Electric Wheelchair Operating Environments
Electronic wheelchairs need to be capable of working in a variety of different environments, both indoors and outdoors. This means each chair needs to pass a series of tests that simulate all these locations.
In indoor environments, an electronic wheelchair must withstand any home-level electronic disturbances, such as:
- Electrostatic discharge (ESD): ± 8 kV contact discharge, ± 15 kV air discharge
- Power frequency magnetic fields: 30 A/m at 50 MHz or 60 MHz
It also needs to be able to handle conducted RF, such as those generated by amateur and professional radio stations.
- 3 V rms outside ISM and amateur radio bands between 0.15 MHz and 80 MHz
- 6 V rms in ISM and amateur radio bands between 0.15 MHz and 80 MHz
- Radiated RF: 10 V/m, 80 MHz to 2.6 GHz
Outdoors, the chair needs to be able to function with conventional sources of ambient electromagnetic energy (EME), such as :
- AM, FM and satellite radio
- Solar storms that can interfere with electronic devices
- Utility power grid transmission lines
- Broadband over power lines
- Airport radar
- Telecom transmissions
- Electrostatic discharge
- White noise
- Fluxes in the Earth’s magnetic field
If an electronic wheelchair passes these EMC tests and can function adequately in these environments, it is considered to be successful and can move on to other testing phases.

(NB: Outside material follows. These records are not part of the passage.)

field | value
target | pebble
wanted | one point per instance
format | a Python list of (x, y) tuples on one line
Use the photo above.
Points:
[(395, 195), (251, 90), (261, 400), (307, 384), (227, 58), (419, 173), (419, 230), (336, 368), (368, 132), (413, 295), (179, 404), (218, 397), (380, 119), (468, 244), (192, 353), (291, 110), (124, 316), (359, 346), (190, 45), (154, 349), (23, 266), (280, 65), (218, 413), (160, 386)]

How EMC Testing Services Fit in With Other Wheelchair Testing Requirements
The 2009 RESNA Standards Volume 2, Section 2 includes EMC testing standards for electric wheelchairs, as well as scooters and accessories. To make it to the market, an electronic wheelchair has to pass EMC testing and a variety of other requirements, including:
- Dynamic stability
- Brake effectiveness
- Energy consumption
- Maximum speed, acceleration and deceleration
- Climatic tests
- Obstacle climbing
- Power and control system tests
If a new wheelchair model can pass all these tests, as well as the EMC testing, it can be made available for purchase.
Can Electric Wheelchairs Get Wet?
Are electric wheelchairs waterproof? No.
Most power wheelchairs aren’t designed for wet environments, but if you happen to encounter damp conditions — whether it’s rain and snow outdoors or the shower or sink indoors, there’s no need to panic. Start by drying it with a towel as soon as possible, then letting it sit unused in a warm, dry place for at least 12 hours. When you use it again after it gets wet, test the joystick and brakes before you leave the house. Finally, if you encounter a problem, have your wheelchair repaired professionally.